Relativistic velocity

When using trace_relativistic!, the solver expects the last three elements of the state to be γv.

Choice of numerical algorithms

By default DifferentialEquations.jl applies Tsit5 to an ODE problem. If only OrdinaryDiffEq.jl is imported, then we need to explicitly select a solver.

However, not all solvers are guaranteed to work. For example, some cases with strong magnetic fields are tested to work only with fixed timestep algorithms like Euler and the Adams-Bashforth family.
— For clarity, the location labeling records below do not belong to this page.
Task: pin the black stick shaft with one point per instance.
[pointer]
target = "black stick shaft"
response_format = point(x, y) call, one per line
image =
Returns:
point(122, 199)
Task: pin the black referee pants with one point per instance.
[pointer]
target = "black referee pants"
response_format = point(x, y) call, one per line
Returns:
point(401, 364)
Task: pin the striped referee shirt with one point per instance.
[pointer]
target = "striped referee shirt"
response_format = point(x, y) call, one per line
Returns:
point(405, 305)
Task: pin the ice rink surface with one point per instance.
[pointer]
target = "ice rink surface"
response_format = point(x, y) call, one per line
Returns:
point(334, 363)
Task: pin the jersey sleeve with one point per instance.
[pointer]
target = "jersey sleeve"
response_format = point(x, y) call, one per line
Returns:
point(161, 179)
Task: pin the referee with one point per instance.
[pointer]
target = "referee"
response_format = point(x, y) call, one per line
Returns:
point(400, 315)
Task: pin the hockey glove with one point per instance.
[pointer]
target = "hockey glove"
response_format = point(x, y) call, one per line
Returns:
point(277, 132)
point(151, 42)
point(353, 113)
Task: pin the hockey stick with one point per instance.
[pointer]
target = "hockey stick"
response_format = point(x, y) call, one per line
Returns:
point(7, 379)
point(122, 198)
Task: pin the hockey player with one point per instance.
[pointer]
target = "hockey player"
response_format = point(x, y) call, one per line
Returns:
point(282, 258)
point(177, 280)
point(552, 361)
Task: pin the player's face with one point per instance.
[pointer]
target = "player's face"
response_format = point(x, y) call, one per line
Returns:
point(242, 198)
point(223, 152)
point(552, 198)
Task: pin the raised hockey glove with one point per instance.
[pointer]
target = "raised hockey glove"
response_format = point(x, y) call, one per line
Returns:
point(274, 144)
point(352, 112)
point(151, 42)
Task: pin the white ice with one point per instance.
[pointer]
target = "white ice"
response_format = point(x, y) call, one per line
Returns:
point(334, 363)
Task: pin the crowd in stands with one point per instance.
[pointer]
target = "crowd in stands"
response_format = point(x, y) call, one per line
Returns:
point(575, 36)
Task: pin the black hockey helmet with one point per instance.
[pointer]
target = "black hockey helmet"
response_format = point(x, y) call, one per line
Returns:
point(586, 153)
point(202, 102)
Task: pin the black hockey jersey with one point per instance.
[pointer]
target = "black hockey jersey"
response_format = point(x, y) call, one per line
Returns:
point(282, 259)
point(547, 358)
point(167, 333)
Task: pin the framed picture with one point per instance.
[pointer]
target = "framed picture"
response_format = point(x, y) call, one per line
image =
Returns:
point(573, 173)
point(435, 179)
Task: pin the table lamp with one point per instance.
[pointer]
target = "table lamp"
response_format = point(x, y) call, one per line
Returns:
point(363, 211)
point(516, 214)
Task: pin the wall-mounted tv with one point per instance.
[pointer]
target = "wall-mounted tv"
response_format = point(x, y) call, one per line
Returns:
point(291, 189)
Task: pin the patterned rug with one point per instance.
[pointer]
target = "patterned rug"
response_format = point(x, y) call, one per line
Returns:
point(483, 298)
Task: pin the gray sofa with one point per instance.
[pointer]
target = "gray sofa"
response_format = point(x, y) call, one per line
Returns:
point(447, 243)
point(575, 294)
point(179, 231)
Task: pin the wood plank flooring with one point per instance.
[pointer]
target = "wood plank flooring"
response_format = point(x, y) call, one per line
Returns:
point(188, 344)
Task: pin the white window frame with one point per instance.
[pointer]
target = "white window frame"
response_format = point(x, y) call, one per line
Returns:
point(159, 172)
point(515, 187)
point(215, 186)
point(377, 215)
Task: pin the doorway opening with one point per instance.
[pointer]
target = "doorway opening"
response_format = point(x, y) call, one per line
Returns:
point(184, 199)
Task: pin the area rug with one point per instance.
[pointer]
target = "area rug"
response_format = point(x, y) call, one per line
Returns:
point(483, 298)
Currently we recommend Vern9 as a starting point for adaptive timestepping, with additional fine tuning by changing reltol if needed.

Native Boris solver

You can also try out the native implementation of the Boris method in TestParticle.jl. The Boris pusher is specifically designed for particle tracing in magnetic fields and has the property of exactly conserving energy in a static, uniform magnetic field. It follows a similar interface for ease of adoption:

julia
dt = 3e-11 # fixed time step
savestepinterval = 10
prob = TraceProblem(stateinit, tspan, param)
sol = TestParticle.solve(prob; dt, savestepinterval)[1]

Boundary check

Boundary check is performed in each iteration for the particle pusher via a specified isoutofdomain function if provided by the user. By default, no boundary check is performed, but the tracing may stop if NaN values are encountered when interpolating the EM fields or numerical instability occurs in the SciML solvers.

Boundary Check

When using SciML solvers (e.g. Vern9), it is recommended to use DiscreteCallback for checking boundary conditions instead of the isoutofdomain keyword argument for better performance.

julia
isoutofdomain(u, p, t) = norm(u) < Rₑ
callback = DiscreteCallback(isoutofdomain, terminate!)
sol = solve(prob, Vern9(); callback)

However, for the native Boris pusher in TestParticle.jl, isoutofdomain is still the correct keyword argument to use.

Solution Interpolations

All the tracing solutions come with an interpolation method to make them continuous. Depending on the order of the scheme, different orders of interpolations are applied.

Note that if the scheme comes with a "lazy" interpolation (e.g. Vern family), you can either output the full solution (default) and interpolate later, or turn off the lazy interpolation and select part of the solution to save.

julia
# Default: lazy interpolation enabled
sol = solve(prob, Vern9())

# Selective saving with lazy interpolation disabled
sol = solve(prob, Vern9(lazy=false), save_idxs=[1,2,3])

The interpolated solution would be wrong if lazy=true and save_idxs is not the full state vector [1,2,3,4,5,6].